デンソーグループが、単眼カメラを使ってリアルタイムに歩行者の体の向きや身長、クルマとの距離といった複数の要素を高速に認識する技術を開発した(図1、2)。車載機を模したデモ環境で処理時間を56msまで速められることを確認している。クルマのADAS(先進運転支援システム)に適用していく考えだ。

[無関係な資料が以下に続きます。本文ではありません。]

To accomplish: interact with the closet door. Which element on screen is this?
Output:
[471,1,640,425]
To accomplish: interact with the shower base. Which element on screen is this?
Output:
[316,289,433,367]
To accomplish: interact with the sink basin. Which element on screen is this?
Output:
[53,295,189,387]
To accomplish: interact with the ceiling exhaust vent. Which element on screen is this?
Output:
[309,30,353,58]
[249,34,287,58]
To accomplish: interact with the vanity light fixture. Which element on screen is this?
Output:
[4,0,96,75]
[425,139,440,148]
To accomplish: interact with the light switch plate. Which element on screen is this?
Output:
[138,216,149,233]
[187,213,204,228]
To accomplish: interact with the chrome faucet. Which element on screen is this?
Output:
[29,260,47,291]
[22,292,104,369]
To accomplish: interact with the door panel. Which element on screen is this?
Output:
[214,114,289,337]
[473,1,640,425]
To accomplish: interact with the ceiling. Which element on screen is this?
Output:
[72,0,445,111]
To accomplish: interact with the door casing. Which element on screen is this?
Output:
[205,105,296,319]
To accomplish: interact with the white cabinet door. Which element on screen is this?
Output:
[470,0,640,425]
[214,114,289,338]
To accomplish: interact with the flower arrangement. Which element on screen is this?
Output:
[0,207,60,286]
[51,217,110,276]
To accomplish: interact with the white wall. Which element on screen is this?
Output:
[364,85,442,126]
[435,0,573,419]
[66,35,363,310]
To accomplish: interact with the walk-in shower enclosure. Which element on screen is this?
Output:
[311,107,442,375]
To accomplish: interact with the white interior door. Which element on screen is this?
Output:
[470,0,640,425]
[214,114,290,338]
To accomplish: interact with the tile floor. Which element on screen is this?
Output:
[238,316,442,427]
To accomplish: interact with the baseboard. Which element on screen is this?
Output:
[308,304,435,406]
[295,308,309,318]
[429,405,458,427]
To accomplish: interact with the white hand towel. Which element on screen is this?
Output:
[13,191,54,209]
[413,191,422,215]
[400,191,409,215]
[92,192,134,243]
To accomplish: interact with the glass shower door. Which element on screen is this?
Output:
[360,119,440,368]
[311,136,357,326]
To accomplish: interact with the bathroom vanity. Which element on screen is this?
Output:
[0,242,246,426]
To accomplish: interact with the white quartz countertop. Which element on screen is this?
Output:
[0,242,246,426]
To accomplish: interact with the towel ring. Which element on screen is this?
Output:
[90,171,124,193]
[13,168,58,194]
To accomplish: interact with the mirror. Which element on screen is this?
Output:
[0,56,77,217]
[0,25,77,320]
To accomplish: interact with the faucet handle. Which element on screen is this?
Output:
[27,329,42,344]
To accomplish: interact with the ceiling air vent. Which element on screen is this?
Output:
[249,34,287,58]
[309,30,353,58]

複数の特徴を認識する場合、処理するデータ量が膨大になるため、従来の手法ではリアルタイムでの処理が難しかった。今回、画像データの処理方法を工夫することで計算時間を短縮した。同時に、計算量も1/10程度に低減しており、計算能力が限られる車載半導体でも利用できるようにした。
DNNを工夫しADASの水準満たす
この技術を開発したのは、デンソー子会社のデンソーアイティーラボラトリである。画像認識のアルゴリズムにディープラーニング(深層学習)の1種であるDNN(Deep Neural Network)を用いる。
従来の画像処理では、輝度勾配ヒストグラム(HOG)と線形サポート・ベクター・マシン(SVM)を組み合わせたアルゴリズムを適用していたが、画像中に人がいるか否かという単純な判断しかできなかった。複数の特徴量を並行して求められないため、どの方向を向きどのくらいの距離にいるか、といった歩行者の状態や属性までは特定できなかった。